5

Hopefully someone here will be able to help me with a problem that I'm having with a ggplot script I'm trying to get right. The script will be used many times with different data, so it needs to be relatively flexible. I've got it almost where I want it, but I've come across a problem I haven't been able to solve.

The script is for a line graph with labels for each line in the right hand margin. Sometimes the graph is faceted, other times it is not.

The piece I'm having trouble with is that I would like to color code the labels in the right margin as black if there was no significant change over time, green if there was positive change, and red if there was negative change. I've got a script that works to carry this out when I only have a single facet, but as soon as I have multiple facets in the graph, the color coding of the labels gives the following error

   Error: Incompatible lengths for set aesthetics:

Below is the script with data with multiple facets. The problem seems to be in the way that I'm specifying color in the geom_text line. If I delete the color call in the geom_text line in the script, then I get the attributes printed in the correct place, just not colored. I'm really at a loss on this one. This is my first post here, so let me know if I've done anything wrong with my post.

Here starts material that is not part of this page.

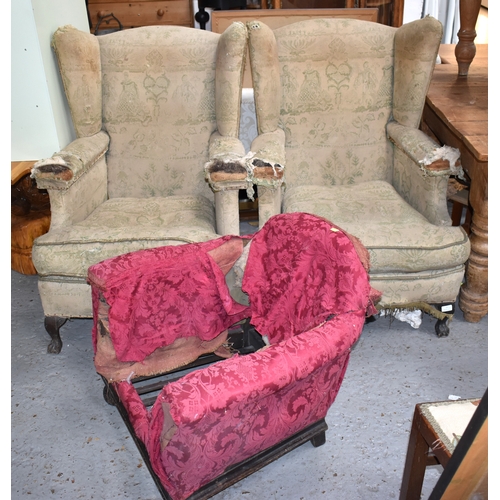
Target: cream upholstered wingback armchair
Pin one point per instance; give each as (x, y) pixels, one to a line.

WITH MULTIPLE FACETS (DOES NOT WORK)

   require(ggplot2)
require(grid)
require(zoo)
require(reshape)
require(reshape2)
require(directlabels)

time.data<-structure(list(Attribute = structure(c(1L, 1L, 2L, 2L, 3L, 3L, 
                                                  4L, 4L, 5L, 5L, 6L, 6L), .Label = c("Taste 1", "Taste 2", "Taste 3", 
                                                                                      "Use 1", "Use 2", "Use 3"), class = "factor"), Attribute.Category = structure(c(2L, 
                                                                                                                                                                      2L, 2L, 2L, 2L, 2L, 1L, 1L, 1L, 1L, 1L, 1L), .Label = c("Nutritional/Usage", 
                                                                                                                                                                                                                              "Taste/Quality"), class = "factor"), Attribute.Order = c(1L, 
                                                                                                                                                                                                                                                                                       1L, 2L, 2L, 3L, 3L, 4L, 4L, 5L, 5L, 6L, 6L), Category.Order = c(1L, 
                                                                                                                                                                                                                                                                                                                                                       1L, 1L, 1L, 1L, 1L, 2L, 2L, 2L, 2L, 2L, 2L), Color = structure(c(1L, 
                                                                                                                                                                                                                                                                                                                                                                                                                        1L, 2L, 2L, 3L, 3L, 4L, 4L, 5L, 5L, 6L, 6L), .Label = c("#084594", 
                                                                                                                                                                                                                                                                                                                                                                                                                                                                                "#2171B5", "#4292C6", "#6A51A3", "#807DBA", "#9E9AC8"), class = "factor"), 
                          value = c(75L, 78L, 90L, 95L, 82L, 80L, 43L, 40L, 25L, 31L, 
                                    84L, 84L), Date2 = structure(c(2L, 1L, 2L, 1L, 2L, 1L, 2L, 
                                                                   1L, 2L, 1L, 2L, 1L), .Label = c("1/1/2013", "9/1/2012"), class = "factor")), .Names = c("Attribute", 
                                                                                                                                                           "Attribute.Category", "Attribute.Order", "Category.Order", "Color", 
                                                                                                                                                           "value", "Date2"), class = "data.frame", row.names = c(NA, -12L
                                                                                                                                                           ))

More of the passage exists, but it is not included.